Trump yönetiminin yeni tarifelerle küresel ticarette yeni bir dönemi başlattığını vurgulayan Ardıç, tedarik zincirlerinin bu süreçte yeniden şekillendiğine dikkat çekti. Türkiye’nin yüzde 10’luk gümrük tarifesi ile nispeten avantajlı konumda olduğuna işaret eden Ardıç, “ABD’nin Avrupa Birliği’ne yüzde 20, Çin’e yüzde 34 gümrük tarifesi uygulayacak olması ülkemiz için bir fırsat penceresi açabilir. ABD’li ithalatçılar, Çin veya Vietnam gibi yüksek tarifeli ülkeler yerine Türkiye’ye yönelebilir. Tekstil, otomotiv yan sanayii ve kimya gibi sektörlerde pazar payımızı artırma şansımız doğabilir” dedi.
Ardıç, bu gelişmenin özellikle tekstil, otomotiv yan sanayii ve kimya gibi sektörlerde Türkiye’nin pazar payını artırması için bir zemin oluşturabileceğini belirterek, “Rekabet avantajı sağlayabileceğimiz sektörlere daha fazla yoğunlaşarak, ABD pazarında alternatif tedarikçi olarak konumumuzu güçlendirebiliriz” ifadelerini kullandı.
"ASYA'DAN YATIRIMLAR TÜRKİYE'YE KAYABİLİR"
ABD’nin Asya ülkelerine uygulayacağı yüksek tarifelerin, bu ülkelerdeki üretim ve yatırımların yön değiştirmesine neden olabileceğine dikkat çeken Ardıç, Türkiye’nin bu dönüşümden fayda sağlayabilecek ülkeler arasında olduğunu belirtti.
“Coğrafi konumumuz, genç ve dinamik iş gücümüz, güçlü sanayi altyapımız ve lojistik avantajlarımızla yeni yatırımları çekme potansiyelimizi iyi değerlendirmeliyiz.” diyen Ardıç, bu sürecin dikkatli yönetilmesi gerektiğinin de altını çizdi.

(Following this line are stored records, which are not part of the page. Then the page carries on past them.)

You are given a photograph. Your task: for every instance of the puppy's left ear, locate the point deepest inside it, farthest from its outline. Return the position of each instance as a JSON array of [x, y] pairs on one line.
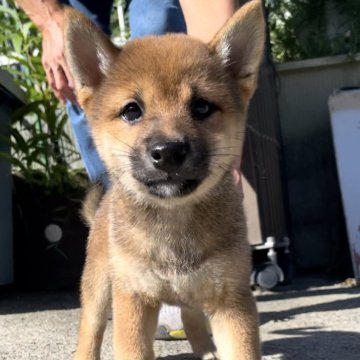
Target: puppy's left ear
[[89, 53], [240, 45]]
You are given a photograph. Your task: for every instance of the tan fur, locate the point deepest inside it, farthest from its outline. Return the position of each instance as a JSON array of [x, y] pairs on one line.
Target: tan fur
[[188, 250]]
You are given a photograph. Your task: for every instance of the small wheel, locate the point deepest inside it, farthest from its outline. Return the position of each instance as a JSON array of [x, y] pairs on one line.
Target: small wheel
[[267, 275]]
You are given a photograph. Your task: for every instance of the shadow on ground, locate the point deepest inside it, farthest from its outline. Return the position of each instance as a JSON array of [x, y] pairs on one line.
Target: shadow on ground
[[314, 344], [177, 357], [344, 304], [17, 303]]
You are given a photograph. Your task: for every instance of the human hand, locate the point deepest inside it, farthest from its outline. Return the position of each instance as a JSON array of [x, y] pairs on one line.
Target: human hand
[[53, 59]]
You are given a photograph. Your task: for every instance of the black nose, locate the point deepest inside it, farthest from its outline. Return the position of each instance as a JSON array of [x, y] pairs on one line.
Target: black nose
[[169, 155]]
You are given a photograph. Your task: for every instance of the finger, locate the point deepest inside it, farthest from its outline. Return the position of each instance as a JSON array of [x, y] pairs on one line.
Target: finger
[[51, 80], [50, 77], [62, 84], [68, 75]]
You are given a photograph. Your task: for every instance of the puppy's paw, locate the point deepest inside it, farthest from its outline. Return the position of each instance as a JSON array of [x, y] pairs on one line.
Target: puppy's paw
[[210, 356]]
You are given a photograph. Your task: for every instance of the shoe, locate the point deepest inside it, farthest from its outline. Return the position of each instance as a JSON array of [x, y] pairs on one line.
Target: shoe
[[170, 326]]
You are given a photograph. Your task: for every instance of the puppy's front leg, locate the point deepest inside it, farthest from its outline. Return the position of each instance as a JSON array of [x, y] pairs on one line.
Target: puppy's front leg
[[236, 330], [134, 326], [195, 327]]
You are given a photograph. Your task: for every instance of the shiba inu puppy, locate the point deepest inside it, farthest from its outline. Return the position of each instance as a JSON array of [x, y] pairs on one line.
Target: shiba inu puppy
[[168, 117]]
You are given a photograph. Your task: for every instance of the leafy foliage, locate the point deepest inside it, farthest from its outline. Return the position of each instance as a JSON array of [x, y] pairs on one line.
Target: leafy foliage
[[304, 29], [42, 150]]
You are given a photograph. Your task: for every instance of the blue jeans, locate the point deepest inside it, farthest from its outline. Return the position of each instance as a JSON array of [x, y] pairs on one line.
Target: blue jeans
[[146, 17]]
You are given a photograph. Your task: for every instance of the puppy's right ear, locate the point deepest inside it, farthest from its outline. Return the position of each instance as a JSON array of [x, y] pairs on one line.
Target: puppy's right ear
[[88, 52]]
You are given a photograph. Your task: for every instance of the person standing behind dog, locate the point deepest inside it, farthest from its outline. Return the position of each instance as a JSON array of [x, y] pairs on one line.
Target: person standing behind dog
[[199, 18]]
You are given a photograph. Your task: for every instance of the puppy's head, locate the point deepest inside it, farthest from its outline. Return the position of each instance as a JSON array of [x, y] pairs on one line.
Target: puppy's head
[[167, 113]]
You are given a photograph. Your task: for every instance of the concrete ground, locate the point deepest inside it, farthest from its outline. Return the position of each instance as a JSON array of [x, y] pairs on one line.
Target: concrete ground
[[310, 319]]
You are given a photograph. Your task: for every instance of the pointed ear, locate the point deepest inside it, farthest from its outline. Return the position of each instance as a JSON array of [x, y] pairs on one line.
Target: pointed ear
[[88, 53], [240, 45]]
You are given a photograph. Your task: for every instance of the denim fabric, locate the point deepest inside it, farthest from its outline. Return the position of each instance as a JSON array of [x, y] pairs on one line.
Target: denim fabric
[[155, 17], [147, 17]]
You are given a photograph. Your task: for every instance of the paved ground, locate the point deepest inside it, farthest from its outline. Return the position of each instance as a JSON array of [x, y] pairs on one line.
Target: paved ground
[[309, 320]]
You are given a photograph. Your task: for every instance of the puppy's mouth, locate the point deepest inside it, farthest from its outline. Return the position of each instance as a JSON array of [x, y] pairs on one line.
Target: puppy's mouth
[[172, 187]]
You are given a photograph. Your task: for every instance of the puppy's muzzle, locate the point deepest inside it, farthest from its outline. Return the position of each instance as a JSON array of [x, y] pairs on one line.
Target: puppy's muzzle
[[169, 155], [171, 167]]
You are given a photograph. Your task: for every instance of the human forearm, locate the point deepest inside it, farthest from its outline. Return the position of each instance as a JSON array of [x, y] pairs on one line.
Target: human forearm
[[205, 17], [42, 12]]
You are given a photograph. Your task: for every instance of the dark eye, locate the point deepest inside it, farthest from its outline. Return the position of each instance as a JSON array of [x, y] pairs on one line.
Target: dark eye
[[131, 112], [202, 109]]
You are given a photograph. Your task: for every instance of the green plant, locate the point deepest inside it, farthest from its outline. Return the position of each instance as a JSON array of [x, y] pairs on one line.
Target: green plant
[[42, 151], [306, 29]]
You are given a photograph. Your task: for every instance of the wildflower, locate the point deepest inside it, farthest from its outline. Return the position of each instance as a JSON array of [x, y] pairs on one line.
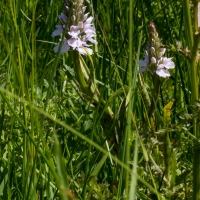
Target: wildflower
[[154, 60], [78, 34]]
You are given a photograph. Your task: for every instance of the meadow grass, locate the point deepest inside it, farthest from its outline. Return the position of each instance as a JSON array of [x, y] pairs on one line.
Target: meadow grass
[[133, 136]]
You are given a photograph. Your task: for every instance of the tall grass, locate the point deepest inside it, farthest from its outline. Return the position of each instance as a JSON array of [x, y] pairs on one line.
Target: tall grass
[[60, 140]]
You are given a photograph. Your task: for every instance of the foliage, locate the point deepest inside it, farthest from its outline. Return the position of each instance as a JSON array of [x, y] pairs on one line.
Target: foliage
[[57, 142]]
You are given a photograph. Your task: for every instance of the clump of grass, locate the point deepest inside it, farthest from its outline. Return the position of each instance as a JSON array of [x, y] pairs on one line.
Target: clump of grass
[[79, 127]]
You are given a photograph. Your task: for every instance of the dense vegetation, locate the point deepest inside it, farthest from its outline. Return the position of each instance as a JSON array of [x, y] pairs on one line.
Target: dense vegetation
[[122, 135]]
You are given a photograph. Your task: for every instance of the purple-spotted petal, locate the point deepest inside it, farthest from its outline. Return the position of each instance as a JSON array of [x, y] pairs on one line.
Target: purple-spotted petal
[[64, 48]]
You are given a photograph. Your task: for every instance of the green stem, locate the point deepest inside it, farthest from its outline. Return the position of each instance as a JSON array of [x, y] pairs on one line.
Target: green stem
[[194, 90]]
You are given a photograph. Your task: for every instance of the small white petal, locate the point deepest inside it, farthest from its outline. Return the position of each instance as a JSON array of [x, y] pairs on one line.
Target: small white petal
[[152, 50], [153, 60], [83, 51], [58, 31], [65, 47], [89, 20], [63, 18], [163, 73], [142, 69]]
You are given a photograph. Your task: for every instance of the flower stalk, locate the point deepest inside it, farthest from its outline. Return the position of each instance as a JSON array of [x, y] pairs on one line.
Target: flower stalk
[[194, 43]]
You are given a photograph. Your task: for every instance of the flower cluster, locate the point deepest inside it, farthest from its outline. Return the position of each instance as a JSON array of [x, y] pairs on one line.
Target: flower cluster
[[154, 60], [78, 34]]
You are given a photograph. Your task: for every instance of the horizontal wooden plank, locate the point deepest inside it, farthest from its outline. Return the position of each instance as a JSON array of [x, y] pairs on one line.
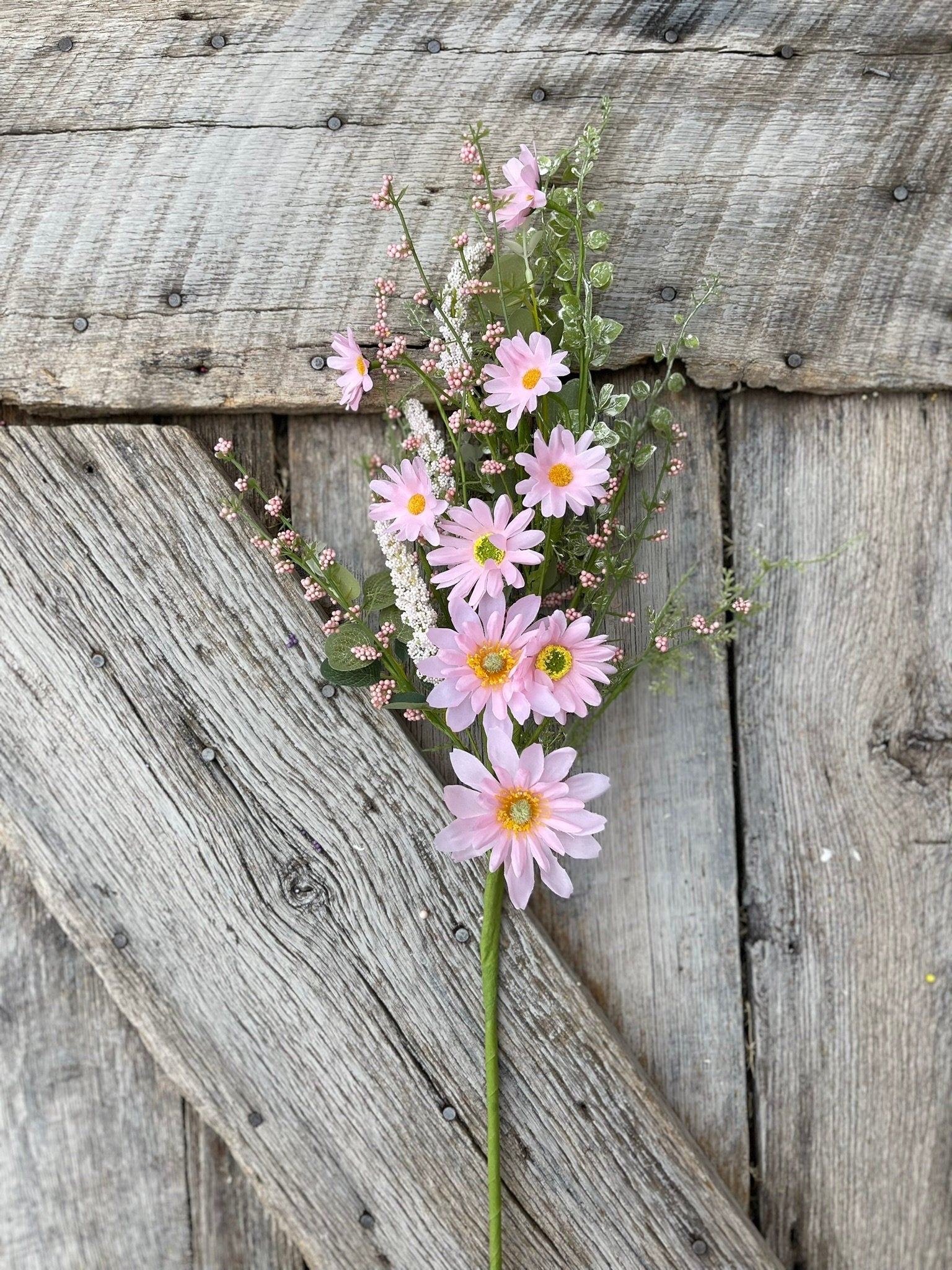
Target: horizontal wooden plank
[[318, 1008], [143, 162], [845, 760]]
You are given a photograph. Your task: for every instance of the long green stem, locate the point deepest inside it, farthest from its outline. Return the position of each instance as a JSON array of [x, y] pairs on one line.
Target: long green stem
[[489, 959]]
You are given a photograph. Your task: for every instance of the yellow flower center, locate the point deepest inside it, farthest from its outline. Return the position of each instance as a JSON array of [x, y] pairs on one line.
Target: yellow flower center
[[553, 660], [484, 550], [491, 664], [517, 810]]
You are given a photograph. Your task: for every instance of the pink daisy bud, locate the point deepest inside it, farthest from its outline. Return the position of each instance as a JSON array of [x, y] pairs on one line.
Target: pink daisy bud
[[526, 812]]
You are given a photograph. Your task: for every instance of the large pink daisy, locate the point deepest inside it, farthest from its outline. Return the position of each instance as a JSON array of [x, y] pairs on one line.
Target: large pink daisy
[[526, 373], [524, 812], [564, 471], [356, 379], [522, 193], [563, 660], [483, 549], [480, 664], [409, 505]]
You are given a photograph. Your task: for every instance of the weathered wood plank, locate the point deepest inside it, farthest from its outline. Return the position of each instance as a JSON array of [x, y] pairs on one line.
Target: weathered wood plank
[[654, 931], [144, 162], [93, 1158], [845, 757], [339, 1015]]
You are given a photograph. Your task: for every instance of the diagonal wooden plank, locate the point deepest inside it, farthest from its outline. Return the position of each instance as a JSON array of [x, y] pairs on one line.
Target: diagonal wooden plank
[[141, 162], [319, 1010], [845, 760]]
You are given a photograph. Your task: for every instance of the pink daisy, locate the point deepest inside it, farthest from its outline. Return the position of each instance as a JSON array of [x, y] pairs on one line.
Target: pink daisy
[[563, 660], [526, 813], [522, 195], [409, 504], [480, 664], [356, 380], [526, 373], [483, 549], [564, 471]]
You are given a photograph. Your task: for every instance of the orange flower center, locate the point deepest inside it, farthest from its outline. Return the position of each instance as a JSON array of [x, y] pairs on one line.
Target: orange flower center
[[555, 662], [491, 664], [517, 810]]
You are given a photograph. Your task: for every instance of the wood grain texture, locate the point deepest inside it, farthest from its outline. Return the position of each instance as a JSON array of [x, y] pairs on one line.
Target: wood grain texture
[[144, 162], [654, 930], [845, 758], [270, 980], [93, 1156]]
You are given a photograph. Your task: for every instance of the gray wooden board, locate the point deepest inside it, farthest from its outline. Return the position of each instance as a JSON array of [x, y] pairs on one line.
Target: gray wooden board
[[654, 930], [845, 758], [145, 162], [93, 1155], [270, 980]]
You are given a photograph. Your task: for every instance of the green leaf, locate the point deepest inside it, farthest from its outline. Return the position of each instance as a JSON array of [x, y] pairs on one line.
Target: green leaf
[[343, 586], [368, 673], [377, 592], [338, 647]]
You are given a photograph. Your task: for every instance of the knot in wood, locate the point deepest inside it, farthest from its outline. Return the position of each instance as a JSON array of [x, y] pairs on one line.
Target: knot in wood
[[301, 887]]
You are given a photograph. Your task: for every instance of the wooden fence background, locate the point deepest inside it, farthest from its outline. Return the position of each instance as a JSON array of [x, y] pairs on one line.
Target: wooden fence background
[[769, 925]]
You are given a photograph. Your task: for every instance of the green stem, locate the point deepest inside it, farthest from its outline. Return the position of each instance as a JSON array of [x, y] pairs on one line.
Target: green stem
[[489, 959]]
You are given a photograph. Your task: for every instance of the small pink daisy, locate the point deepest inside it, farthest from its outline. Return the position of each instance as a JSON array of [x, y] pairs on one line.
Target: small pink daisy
[[483, 549], [522, 193], [480, 664], [409, 504], [356, 380], [564, 471], [563, 660], [524, 812], [526, 373]]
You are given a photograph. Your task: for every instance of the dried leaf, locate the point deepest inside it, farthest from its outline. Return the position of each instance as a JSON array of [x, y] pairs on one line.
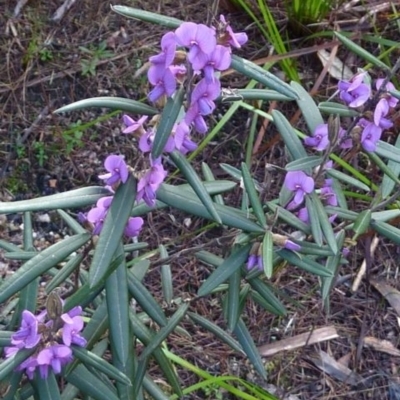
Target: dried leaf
[[391, 294], [383, 346], [316, 336]]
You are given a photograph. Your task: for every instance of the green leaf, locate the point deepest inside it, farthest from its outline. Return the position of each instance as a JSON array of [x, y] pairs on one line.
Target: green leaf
[[114, 103], [185, 201], [266, 293], [289, 218], [261, 94], [249, 347], [77, 198], [164, 331], [217, 331], [225, 270], [355, 48], [308, 107], [303, 164], [195, 182], [168, 119], [268, 254], [64, 272], [147, 16], [361, 224], [388, 184], [112, 230], [46, 389], [117, 298], [146, 300], [388, 151], [292, 142], [90, 385], [338, 109], [387, 230], [41, 263], [9, 364], [253, 195], [93, 360], [232, 299], [305, 263], [263, 76]]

"AVRUPA PAZARINDA REKABET ARTABİLİR"
Öte yandan Ardıç, Asya ülkelerinin ABD’deki pazar kayıplarını telafi etmek için Avrupa gibi alternatif pazarlara yönelmesinin, Türk ihracatçıları için daha yoğun bir rekabet ortamı yaratabileceği uyarısında da bulundu. “Bu nedenle stratejik planlama ve sektör bazlı destek politikaları önem kazanıyor” şeklinde konuştu.